With regard to the second aim, we found that people diagnosed with Crohn’s disease had 1.6 times the rate of completed suicide, compared with people without a Crohn’s disease diagnosis (95% confidence interval: 1.1, 2.2). Interestingly, this association held even when adjusted for demographics, co-morbid depression, substance abuse, anxiety disorder, and reaction to severe stress diagnoses. In other words, we found an association between Crohn’s disease and suicide that was independent of these factors.

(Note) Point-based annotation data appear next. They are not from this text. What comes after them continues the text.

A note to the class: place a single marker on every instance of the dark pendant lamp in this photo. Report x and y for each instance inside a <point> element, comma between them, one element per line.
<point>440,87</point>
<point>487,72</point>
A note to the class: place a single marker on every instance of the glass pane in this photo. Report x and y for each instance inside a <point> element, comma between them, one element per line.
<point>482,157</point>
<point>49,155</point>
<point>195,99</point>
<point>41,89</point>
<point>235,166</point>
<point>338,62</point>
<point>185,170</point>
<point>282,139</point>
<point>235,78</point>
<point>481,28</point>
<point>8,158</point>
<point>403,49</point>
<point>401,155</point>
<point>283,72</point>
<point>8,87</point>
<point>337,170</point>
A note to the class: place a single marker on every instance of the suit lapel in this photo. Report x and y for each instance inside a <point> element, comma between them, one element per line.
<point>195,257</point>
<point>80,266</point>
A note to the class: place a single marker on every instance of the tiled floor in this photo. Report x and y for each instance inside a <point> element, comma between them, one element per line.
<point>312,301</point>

With regard to the third aim, we found that people diagnosed with ulcerative colitis had 1.5 times the rate of completed suicide, compared with people without an ulcerative colitis diagnosis (95% confidence interval: 1.2, 1.9). Similarly to our Crohn’s disease findings, this association held even when adjusting for demographics, co-morbid depression, substance abuse, anxiety disorder, and reaction to severe stress diagnoses. Interestingly, we also found an interaction between ulcerative colitis and depression and ulcerative colitis and anxiety disorders, indicating that those with both ulcerative colitis and depression or both ulcerative colitis and anxiety disorders had an increased rate of suicide compared to the rate that would be expected based on the individual rate among people with either ulcerative colitis, depression or anxiety disorder diagnoses alone.
iv. Lay Summary
This project examined the association between inflammatory bowel disease (IBD) and suicide. Additionally, we explored the prevalence of depression, substance abuse, reactions to severe stress, and anxiety disorders among people with and without IBD. Studies have shown that depression, anxiety, and suicide mortality may be problems people with IBD encounter. However, research studies in this area are limited and many clinicians who treat IBD do not integrate screening for mental illness or suicidal behavior in their clinical care. Using data contained in the Danish health care registries from 1981–2006, we conducted three main analyses. The first compared the percentage of people diagnosed with depression, substance abuse, reactions to severe stress, and anxiety disorders among people diagnosed with either ulcerative colitis (UC) or Crohn’s disease (CD) to the percentage of people diagnosed with depression, substance abuse, reactions to severe stress, and anxiety disorders among people with UC or CD. The second analysis examined the association between being diagnosed with UC and committing suicide and the final analysis examined the association between being diagnosed with CD and committing suicide. We found that people with CD or UC had an increase prevalence of depression, substance abuse, reactions to severe stress, and anxiety disorders with one exception – substance abuse diagnoses were equally common among people with and without UC. Additionally, we found that those with CD or UC had a modestly increased rate of suicide compared with those without these diagnoses and those with UC and depression or UC and anxiety disorders may be at particular risk for suicide. The current study adds to existing evidence in support of screening for psychiatric illness among patients with IBD and screening for suicidality, particularly among patients with comorbid UC and depression or anxiety disorders.